Compared to other states, Minnesota’s economic policies don’t rank too well

Another day, another ranking of the states of the union. This time it is U.S. News which has ranked Minnesota the second best state in the union. But a closer look at the rankings shows that there is little to be proud of here in terms of our state’s economic policy.

What we do well and not so well… 

The rankings are driven by a number of criteria. On some Minnesota does very well. We rank second in the country for Quality of Life. For Opportunity we rank third. We are seventh nationwide for Health Care.

But our state doesn’t fare so well on other measures, specifically those relating to economic policy.

Ranking Minnesota’s economy

The category Economy “tracks unemployment rates, GDP growth, migration into the state, patents, new businesses and more.” Here, we rank 20th in the nation. We can look at the factors that generate this score.

On Employment, we score a healthy 7th, but within that Minnesota ranks 3rd for Labor Force Participation, 10th for Low Unemployment Rate, and a lowly 34th for Job Growth.

For Business Environment, Minnesota ranks 18th. Contributing to this are rankings of 4th for Patent Creation, 8th for Top Company Headquarters, 17th for Venture Capital, 38th for Entrepreneurship, and 44th for Low Tax Burden.

For Growth, where Minnesota ranks 24th, our state ranks 19th for GDP growth, 24th for Net Migration, 43rd for Growth of Young Population.

Ranking Minnesota’s fiscal stability

Another measure, Fiscal Stability, “tracks states’ government credit ratings, liquidity, pension fund liability and budget balancing.” On this measure, we rank 21st .

Within this, on Short-Term Fiscal Stability, Minnesota ranks 22nd in the Union. Drilling down further, we rank 16th for Budget Balancing and 26th for Liquidity.

For Long-Term Fiscal Stability, we rank 27th. Here, we rank 15th for our Government Credit Rating Score and, worryingly, 33rd for our Pension Fund Liability.

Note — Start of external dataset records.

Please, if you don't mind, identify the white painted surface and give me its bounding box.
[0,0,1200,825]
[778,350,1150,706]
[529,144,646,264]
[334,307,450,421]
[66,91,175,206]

Minnesota’s economy is lackluster

Little of this will come as news to those who read our recent report, The State of Minnesota’s Economy: 2017. Also, those who have read my colleague Kim Crockett’s work on Minnesota’s state pensions will be unsurprised by the weak outlook for the fiscal future.

But what about the good bits?

But didn’t we come in 2nd? Yes, thanks to those good scores on Quality of Life, Opportunity, and Health Care. But neighboring North Dakota came in 4th. Neighboring Iowa came in 1st. There is something, it seems, about this part of the world. I doubt its the weather, maybe its the social capital?

But it is not Minnesota’s economic policies. The two measures which approximate to state economic policy are Economy and Fiscal Stability. These are also the two measures where the state performs worst. Minnesota has some strong cards in its economic deck. Its Big Government economic policies aren’t among of them.

John Phelan is an economist at the Center of the American Experiment.